Gegen diese systematische Entrechtung einer schon vorher stigmatisierten Menschengruppe regt sich in diesen Tagen in Deutschland kein Massenprotest. Anders als 1993 mussten am 2. Juli 2015 die Politiker keine Blockaden umgehen. Die bundesweiten Proteste eines Bündnisses "Stopp Asylrechtsverschärfung" blieben klein und weitgehend symbolisch, wenn auch medienwirksam. Dazu gehörten Aktionen wie das Einfärben von Brunnen in verschiedenen Städten.

"Wir haben die Farbe Rot gewählt, um an das Blut der Menschen zu erinnern, die an den Außengrenzen der EU ihr Leben verloren haben und die aufgrund von bürokratischen Entscheidungen und unmenschlichen Gesetzen in ihrer Existenz bedroht sind. Das mag vielleicht ein wenig pathetisch sein, aber für eine andere Farbe reichte unsere Fantasie leider nicht aus", heißt es in einer Erklärung des antirassistischen Bündnisses.

Am Vorabend der Gesetzesverschärfung organisierten die Unterstützer der Geflüchteten vor der Berliner SPD-Zentrale eine Dauermahnwache unter dem Motto "Wir hätten Willy abgeschoben". Damit zieltensie auf den Namensgeber der Parteizentrale, den langjährigen SPD-Vorsitzenden Willy Brandt. Im Nachhinein haben nun auch die Jusohochschulgruppen Kritik am Verhalten ihrer Mutterpartei geübt. Unter dem Motto "Flucht ist kein Verbrechen" heißt es in der Erklärung:
"Es ist nicht das erste Mal, dass mit der SPD eine Verschärfung des Asylrechts durchgesetzt wird. Mit dem Gesetz, das gestern im Bundestag beschlossen wurde, werden Geflüchtete weiter kriminalisiert: Es ist nun unter anderem möglich, Menschen, die durch Schlepper*innen nach Europa gelangen, zu inhaftieren."

Sie verweisen auf die persönliche Erklärung des SPD-Bundestagsabgeordneten Karamba Diaby, der die Asylverschärfung ablehnte.
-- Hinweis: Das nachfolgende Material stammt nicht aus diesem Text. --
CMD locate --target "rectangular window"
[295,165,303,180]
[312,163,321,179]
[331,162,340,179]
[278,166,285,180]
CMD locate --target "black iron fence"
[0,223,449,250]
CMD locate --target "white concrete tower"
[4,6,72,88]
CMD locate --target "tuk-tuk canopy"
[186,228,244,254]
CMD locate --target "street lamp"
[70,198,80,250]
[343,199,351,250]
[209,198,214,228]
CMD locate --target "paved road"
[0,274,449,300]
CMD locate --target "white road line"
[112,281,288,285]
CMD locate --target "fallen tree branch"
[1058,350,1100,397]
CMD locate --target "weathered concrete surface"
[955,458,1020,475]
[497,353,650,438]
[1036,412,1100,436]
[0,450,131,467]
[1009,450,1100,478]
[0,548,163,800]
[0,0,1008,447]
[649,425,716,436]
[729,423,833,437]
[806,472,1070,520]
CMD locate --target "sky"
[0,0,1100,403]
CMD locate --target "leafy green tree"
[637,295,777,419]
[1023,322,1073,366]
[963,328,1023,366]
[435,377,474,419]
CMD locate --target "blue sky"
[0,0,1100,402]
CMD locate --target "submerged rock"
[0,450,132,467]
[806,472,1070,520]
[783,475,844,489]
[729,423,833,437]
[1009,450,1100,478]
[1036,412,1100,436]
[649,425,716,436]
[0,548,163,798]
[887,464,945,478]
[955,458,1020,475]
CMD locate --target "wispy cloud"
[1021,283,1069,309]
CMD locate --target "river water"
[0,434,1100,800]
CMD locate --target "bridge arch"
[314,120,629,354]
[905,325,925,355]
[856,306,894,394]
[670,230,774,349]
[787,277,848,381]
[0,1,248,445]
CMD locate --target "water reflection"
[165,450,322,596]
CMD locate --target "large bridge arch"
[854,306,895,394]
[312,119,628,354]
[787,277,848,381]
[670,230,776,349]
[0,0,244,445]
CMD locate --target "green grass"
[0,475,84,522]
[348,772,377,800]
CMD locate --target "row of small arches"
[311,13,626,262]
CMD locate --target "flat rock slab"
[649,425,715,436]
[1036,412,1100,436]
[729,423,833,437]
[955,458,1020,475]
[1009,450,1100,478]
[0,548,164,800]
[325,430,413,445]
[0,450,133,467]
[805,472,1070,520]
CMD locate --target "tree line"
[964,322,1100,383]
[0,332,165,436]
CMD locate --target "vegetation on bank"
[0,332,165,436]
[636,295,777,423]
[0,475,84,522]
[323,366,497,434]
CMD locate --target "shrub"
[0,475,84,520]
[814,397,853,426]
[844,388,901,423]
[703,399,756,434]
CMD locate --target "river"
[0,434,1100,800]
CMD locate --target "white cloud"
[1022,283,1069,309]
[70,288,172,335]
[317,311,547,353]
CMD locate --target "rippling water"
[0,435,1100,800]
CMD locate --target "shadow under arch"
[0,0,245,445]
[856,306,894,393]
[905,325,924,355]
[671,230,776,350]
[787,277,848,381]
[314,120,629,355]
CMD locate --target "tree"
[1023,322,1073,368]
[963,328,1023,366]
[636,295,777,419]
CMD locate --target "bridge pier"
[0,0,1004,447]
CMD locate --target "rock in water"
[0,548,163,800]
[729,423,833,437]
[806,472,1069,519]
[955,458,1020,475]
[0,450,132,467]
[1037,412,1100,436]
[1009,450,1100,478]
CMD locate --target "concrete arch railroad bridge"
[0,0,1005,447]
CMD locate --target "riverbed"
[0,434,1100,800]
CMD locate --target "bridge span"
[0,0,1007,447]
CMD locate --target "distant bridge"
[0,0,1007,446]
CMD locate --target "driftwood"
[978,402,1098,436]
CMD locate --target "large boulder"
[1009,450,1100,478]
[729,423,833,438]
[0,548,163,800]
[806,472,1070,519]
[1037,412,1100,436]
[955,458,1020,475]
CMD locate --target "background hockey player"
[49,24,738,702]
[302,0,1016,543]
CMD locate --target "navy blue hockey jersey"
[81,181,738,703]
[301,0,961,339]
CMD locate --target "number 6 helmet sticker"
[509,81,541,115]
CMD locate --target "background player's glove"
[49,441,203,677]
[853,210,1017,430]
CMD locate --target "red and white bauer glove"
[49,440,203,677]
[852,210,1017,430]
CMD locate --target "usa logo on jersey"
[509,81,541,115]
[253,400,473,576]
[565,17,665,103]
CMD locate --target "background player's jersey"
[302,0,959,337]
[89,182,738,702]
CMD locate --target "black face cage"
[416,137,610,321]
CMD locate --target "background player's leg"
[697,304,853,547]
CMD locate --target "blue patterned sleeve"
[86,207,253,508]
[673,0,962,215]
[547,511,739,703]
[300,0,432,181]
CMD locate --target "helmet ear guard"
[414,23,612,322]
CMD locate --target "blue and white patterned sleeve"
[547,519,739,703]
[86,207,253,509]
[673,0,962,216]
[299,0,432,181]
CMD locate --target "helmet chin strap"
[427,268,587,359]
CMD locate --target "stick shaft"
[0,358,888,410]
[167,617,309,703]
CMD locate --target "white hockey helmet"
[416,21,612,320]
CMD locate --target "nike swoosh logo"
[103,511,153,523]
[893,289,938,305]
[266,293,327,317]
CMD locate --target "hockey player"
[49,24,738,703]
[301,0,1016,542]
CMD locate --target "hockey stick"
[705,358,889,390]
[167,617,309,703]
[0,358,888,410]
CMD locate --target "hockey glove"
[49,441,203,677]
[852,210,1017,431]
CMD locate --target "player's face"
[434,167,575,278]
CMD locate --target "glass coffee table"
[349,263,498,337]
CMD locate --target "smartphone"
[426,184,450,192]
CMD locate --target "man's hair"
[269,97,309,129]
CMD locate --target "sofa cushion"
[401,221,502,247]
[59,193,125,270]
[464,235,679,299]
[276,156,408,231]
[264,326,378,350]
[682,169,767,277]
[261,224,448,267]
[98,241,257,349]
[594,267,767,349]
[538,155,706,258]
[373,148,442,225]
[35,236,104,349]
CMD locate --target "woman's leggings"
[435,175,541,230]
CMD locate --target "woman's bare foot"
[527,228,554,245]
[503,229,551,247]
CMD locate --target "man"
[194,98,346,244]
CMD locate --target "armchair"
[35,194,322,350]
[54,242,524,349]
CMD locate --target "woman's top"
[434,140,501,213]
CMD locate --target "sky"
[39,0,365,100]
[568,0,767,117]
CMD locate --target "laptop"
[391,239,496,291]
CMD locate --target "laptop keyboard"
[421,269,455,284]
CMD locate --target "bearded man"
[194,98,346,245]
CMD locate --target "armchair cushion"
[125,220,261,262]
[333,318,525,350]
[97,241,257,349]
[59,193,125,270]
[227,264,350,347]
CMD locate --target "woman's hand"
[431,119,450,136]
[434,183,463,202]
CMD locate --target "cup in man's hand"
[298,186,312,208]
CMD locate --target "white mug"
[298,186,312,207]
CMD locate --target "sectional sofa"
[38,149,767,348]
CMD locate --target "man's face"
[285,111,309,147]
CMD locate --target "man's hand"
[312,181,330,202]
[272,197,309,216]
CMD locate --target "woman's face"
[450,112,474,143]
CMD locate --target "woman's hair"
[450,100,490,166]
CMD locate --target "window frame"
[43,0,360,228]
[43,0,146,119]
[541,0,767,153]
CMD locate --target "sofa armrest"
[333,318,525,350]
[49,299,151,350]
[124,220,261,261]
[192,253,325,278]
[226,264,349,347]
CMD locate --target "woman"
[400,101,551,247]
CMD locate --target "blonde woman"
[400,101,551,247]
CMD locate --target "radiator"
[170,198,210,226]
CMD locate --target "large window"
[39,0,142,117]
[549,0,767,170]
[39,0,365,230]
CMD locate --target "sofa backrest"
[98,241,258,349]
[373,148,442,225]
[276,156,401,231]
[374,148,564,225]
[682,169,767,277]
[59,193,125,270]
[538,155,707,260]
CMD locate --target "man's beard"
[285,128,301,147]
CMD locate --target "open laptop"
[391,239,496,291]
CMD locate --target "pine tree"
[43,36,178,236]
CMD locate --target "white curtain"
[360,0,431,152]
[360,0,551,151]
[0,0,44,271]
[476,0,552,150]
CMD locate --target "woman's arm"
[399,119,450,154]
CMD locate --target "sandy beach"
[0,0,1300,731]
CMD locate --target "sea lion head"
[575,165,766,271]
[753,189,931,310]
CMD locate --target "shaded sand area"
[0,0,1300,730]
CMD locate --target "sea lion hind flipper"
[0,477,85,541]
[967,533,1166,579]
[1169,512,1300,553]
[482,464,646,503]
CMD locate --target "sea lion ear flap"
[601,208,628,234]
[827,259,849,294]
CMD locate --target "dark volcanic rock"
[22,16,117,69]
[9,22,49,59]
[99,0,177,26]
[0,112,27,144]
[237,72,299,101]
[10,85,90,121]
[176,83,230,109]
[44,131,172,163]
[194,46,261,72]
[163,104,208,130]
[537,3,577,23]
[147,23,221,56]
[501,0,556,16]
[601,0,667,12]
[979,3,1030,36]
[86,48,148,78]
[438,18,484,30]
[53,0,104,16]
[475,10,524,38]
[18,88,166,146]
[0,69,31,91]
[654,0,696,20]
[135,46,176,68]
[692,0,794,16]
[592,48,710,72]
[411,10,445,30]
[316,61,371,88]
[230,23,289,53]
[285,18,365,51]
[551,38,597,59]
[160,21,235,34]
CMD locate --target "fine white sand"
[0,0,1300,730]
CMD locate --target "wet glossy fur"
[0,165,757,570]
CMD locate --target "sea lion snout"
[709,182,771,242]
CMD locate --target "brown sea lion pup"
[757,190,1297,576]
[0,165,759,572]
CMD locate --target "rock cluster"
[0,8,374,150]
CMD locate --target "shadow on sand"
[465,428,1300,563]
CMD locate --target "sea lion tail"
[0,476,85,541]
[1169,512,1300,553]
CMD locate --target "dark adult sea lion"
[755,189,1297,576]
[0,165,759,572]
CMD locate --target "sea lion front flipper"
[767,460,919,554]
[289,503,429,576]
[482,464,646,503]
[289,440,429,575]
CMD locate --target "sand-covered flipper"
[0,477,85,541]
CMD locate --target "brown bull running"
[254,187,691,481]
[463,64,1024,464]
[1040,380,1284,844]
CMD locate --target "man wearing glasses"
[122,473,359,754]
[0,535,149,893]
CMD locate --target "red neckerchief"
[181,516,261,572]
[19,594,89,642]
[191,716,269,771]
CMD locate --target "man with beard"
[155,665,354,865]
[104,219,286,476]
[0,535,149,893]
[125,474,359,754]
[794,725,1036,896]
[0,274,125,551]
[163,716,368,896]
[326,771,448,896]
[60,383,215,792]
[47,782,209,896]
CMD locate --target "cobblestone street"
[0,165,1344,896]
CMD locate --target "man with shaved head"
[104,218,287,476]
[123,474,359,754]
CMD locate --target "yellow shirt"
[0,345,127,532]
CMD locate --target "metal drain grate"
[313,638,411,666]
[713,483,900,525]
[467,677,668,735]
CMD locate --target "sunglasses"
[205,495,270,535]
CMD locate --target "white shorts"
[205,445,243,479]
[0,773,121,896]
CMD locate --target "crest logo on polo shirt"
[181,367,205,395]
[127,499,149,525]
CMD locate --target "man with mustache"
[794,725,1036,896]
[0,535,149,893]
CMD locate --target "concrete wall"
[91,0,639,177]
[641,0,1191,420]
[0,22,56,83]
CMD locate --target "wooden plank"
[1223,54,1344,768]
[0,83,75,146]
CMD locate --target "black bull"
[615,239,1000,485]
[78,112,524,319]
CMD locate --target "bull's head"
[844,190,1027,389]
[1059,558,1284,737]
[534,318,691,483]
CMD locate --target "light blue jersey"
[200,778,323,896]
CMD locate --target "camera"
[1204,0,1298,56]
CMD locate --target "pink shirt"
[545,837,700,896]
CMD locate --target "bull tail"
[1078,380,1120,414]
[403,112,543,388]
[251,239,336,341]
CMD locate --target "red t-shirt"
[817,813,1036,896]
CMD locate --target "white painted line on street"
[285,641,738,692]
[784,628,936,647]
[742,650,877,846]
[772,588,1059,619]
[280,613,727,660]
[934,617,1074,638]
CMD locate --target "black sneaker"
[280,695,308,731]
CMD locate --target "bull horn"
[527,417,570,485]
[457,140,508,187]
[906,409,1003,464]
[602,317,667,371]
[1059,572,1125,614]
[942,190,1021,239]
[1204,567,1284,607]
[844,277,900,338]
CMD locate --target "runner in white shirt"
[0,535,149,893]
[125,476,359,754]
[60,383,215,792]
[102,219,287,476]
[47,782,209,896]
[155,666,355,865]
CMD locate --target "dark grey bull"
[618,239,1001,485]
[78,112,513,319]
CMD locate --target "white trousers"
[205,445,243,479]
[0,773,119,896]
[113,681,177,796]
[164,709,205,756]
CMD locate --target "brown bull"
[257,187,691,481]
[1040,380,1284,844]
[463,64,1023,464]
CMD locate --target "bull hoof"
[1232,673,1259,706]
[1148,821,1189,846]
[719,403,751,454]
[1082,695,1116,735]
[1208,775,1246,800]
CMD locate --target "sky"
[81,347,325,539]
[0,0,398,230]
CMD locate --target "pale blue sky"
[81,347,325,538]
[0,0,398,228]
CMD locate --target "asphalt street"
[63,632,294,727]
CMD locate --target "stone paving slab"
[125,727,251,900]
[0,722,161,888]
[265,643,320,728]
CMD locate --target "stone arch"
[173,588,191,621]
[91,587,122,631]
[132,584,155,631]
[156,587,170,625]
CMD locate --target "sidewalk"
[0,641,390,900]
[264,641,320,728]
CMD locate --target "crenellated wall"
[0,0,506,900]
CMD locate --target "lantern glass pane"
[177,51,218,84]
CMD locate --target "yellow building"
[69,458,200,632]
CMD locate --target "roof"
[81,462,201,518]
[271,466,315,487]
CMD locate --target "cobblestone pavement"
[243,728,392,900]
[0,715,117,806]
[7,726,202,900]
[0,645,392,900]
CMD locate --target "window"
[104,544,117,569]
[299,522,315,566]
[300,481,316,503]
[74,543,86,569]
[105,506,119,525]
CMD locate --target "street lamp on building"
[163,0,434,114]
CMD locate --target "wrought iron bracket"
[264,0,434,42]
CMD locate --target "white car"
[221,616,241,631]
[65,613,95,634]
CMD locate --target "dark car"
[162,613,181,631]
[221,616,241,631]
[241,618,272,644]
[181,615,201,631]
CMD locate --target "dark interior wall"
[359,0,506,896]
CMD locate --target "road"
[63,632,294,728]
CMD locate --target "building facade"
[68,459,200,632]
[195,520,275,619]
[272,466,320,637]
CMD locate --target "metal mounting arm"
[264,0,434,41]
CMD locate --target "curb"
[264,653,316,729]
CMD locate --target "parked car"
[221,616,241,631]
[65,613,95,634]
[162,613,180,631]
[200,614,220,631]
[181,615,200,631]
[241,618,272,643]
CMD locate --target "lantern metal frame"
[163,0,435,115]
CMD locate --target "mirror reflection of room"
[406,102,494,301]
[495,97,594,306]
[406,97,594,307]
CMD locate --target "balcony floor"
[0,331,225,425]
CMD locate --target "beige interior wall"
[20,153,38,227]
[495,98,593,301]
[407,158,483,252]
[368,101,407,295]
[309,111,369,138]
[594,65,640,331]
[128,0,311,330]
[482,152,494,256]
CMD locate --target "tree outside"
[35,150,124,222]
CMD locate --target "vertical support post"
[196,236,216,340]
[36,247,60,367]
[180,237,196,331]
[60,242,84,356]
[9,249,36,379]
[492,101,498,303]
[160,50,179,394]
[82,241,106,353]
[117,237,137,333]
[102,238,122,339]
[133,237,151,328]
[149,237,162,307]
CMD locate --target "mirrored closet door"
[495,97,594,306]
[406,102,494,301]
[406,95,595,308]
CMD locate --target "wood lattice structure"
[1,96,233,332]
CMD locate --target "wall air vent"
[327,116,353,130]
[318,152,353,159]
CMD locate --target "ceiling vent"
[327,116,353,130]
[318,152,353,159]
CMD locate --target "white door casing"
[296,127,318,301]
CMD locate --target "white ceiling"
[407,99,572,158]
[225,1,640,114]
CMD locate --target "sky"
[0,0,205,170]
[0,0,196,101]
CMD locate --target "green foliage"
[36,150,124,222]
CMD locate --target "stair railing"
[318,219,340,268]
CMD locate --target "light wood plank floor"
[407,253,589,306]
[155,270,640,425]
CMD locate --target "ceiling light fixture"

Zeichen einer unsolidarischen Gesellschaft

Dass die Proteste gegen die weitere Entrechtung der Menschen, die schon bisher wenig Rechte haben, ohne Massenproteste vollzogen werden konnten, ist ein guter Seismograph der deutschen Gesellschaft im Sommer 2015. Die Regierung feiert die schwarze Null im Haushalt und mit Wolfgang Schäuble ist ein deutscher Politiker beliebt wie nie, weil er nicht nur im Fall Griechenland, sondern in der Vergangenheit öfter in der Flüchtlingsfrage deutlich gemacht hat, was deutsches Recht und deutsche Ordnung bedeuten.

Das Land, das seine Schulden nie gezahlt hat, spielt sich als Lehrmeister auf, und das liberale Asylrecht in Deutschland, das einmal eine Konsequenz der NS-Vernichtungspolitik war,ist anders als 1993 heute sogar in den Argumenten der Antirassisten nicht mehr präsent.